La película se estrena en el Moma de Nueva York con presentación de Peter Bogdanonich

Continuó el autor de «Luna de papel»: «Es el más breve western largo desde «Río Bravo». «Django» dura 2 horas y 44 minutos y parece durar sólo la mitad». Bogdanovich había visto el film la noche anterior junto con Tarantino y dijo: «Todavía estoy temblando. Sus películas te agarran por la camisa y no te dejan moverte».
Tarantino subió al estrado, todo de negro y haciendo el signo de la victoria, recordó su eterna fascinación por Nueva York -«ensayé de niño el acento de Brooklyn para parecer en tipo duro como Robert De Niro en «Malas calles»- y mi primera visita fue con Harvey Keitel para buscar actores para «Reservoir Dogs». En contramos a Steve Buscemi…» Finalizó: «Visitar Nueva York con Keitel es como ir a Texas con John Wayne de compañero».

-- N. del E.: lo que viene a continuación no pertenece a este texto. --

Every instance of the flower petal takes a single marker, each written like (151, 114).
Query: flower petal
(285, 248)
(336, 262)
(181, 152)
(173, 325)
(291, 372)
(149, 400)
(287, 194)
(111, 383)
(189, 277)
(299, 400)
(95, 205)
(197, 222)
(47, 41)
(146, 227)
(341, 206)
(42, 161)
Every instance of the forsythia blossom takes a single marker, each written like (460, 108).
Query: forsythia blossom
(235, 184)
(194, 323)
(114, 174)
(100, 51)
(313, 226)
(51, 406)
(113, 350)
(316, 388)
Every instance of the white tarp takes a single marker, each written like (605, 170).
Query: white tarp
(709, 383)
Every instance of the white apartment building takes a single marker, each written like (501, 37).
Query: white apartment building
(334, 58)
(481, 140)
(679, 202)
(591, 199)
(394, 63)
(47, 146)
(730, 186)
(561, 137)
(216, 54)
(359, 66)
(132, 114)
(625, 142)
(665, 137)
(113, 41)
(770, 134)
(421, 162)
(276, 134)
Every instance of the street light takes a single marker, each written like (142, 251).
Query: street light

Entre la audiencia, todos resaltaron la impresionante cinefilia del director. Marie-Josée Kravis, elegante presidenta de la fundación del Museo, dijo en su presentación: «Creo que fue Eric Stoltz, que interpretó a un narcotraficante en «Pulp Fiction», quien dijo que Quentin era el diablo de Tasmania a bordo de un tren de alta velocidad. Y su madre confesó que para el Día de la Madre, el pequeño le escribía historias originales».

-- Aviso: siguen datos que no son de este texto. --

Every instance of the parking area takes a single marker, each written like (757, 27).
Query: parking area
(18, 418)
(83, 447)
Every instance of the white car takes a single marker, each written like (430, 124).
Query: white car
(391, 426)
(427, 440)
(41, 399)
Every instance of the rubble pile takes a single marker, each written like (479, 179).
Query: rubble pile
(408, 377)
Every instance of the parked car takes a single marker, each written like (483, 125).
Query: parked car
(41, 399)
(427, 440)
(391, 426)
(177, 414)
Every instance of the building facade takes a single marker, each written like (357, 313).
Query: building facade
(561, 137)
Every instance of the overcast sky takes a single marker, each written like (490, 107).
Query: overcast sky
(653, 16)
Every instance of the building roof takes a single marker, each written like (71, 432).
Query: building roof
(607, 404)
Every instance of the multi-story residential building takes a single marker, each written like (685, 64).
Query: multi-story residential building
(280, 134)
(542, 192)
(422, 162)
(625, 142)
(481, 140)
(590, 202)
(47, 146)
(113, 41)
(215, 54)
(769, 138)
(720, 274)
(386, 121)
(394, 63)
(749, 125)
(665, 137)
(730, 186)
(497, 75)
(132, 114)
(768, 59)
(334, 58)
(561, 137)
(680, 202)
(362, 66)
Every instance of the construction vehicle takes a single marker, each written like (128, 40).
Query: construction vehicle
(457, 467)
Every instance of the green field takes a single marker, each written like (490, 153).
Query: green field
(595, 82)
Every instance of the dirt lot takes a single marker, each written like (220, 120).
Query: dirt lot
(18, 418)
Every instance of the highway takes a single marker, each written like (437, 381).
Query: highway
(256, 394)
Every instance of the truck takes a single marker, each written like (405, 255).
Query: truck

Rie Rasmussen, una modelo danesa devenida en directora y muy amiga de nuestro héroe, dijo que él la había ayudado a debutar y que sus enseñanzas era ver cinco películas al día. Al acto acudieron viejos amigos como Keitel, Buscemi, Jamie Foxx (el Django titular), Diane Kruger, Harvey Weinstein y Georgina Chapman. E invitados como Chelsea Clinton, John Slattery y el editor de «W» Stefano Tonchi. Después, una exclusiva cena en RZA, que sirvió de plató del film. Su dueño, el rapero Wu Tang Clan, que la acababa de ver, definió: «Una obra maestra»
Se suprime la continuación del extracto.